Pero hay algo que va a romper, a quebrantar la consistencia de este particular, en el que todo se puede predecir, en el que el destino está marcado y John está destinado a ser un asesino. En el tiempo 2, este particular soportado en las certidumbres yoicas se resquebraja en el instante en que John se encuentra frente al supuesto secuestrador de su hijo. Él estaba dispuesto a disparar, tal cual lo habían predecido los precognitivos; pero en el momento de hacerlo desiste. Es aquí cuando surge lo imprevisible y recibe un comentario de su víctima. Una verdad no prevista, invención de la situación misma. Lo interesante es que John hace algo diferente a lo que estaba destinado. Hay una decisión que quiebra ese destino. Al no matar al supuesto secuestrador de su hijo, se abre una dimensión no prevista. Éste le revela haber sido contratado para hacerse pasar por el raptor. Ante esta revelación John no tiene a quién atribuirle la culpa por la desaparición de su hijo. Un dato de la realidad, algo vivido como ajeno a las certidumbres yoicas, lo interpela, abriendo así la brecha entra la necesidad y el azar, dando lugar a la responsabilidad subjetiva. La empresa que lo obsesionaba se torna inútil. Ese instante de vacilación frente a la acción de matar, esa detención, posibilitó la abertura de una brecha; le devolvió aquello imprevisto (lo no calculado). Rompe con su destino y con la repetición, esto es lo que posibilita el tercer tiempo. Si la posición anterior se reveló como inútil, ¿entonces qué? Él tenía un enemigo inexistente, por lo tanto pierde consistencia lo que él iba a hacer y su destino. Es entonces en este punto donde se abre otra posibilidad.
El problema con el que nos encontramos es que el film dificulta la ubicación de estos tiempos lógicos porque el universo ficcional planteado por la ciencia ficción tiene su propia lógica, lo que nos llevó a cierto forzamiento para arribar a esta conclusión. Por otra parte, la situación planteada se juega en el límite más álgido, el de la desaparición de un hijo, además supuestamente secuestrado por alguien. Haciendo estas salvedades pensamos que se podría ubicar un tercer tiempo en el que el personaje al final de la película se reencuentra con su mujer y realizan juntos el proceso de duelo por el hijo perdido, lloran y expresan cuánto lo extrañan y a su vez esperan un nuevo hijo.
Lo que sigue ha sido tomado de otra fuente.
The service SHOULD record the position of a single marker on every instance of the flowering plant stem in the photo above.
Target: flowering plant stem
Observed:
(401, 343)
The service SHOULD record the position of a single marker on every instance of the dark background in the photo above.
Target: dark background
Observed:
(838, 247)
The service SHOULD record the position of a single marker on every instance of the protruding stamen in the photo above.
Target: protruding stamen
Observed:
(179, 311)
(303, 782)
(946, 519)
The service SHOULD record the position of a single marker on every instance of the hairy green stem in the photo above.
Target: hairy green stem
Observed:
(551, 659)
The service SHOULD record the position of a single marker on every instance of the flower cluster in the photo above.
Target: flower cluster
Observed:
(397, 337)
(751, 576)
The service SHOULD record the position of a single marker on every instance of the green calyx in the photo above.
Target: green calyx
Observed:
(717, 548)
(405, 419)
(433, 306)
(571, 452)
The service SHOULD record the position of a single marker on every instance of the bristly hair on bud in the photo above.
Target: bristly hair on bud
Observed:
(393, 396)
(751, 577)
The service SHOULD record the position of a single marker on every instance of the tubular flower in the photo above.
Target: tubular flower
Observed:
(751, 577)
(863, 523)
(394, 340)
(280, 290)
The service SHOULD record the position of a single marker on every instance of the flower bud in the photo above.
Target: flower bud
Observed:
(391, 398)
Hay un cambio de posición subjetiva, John rompe con la repetición y se va del Departamento de Pre-crimen. Hay una rectificación subjetiva porque ahí no le puede atribuir a ningún otro la culpa por el secuestro de su hijo en los términos en los que él se lo atribuía y asume su responsabilidad en dicho acontecimiento. Aquí nos referimos a la responsabilidad subjetiva frente a la negligencia por la desaparición de su hijo. En este tercer tiempo el sujeto se hace responsable subjetivamente de aquello propio pero no sabido e inconsciente que se jugó en el tiempo 1. Este tiempo se abre debido a que el tiempo 1 no puede ser borrado sino que se trata de cómo se posiciona el sujeto frente a eso. Y en este caso ha modificado su posición, dejando de lado el sentimiento de culpa para responder frente a su deseo, inscribiendo un acto que produce un $.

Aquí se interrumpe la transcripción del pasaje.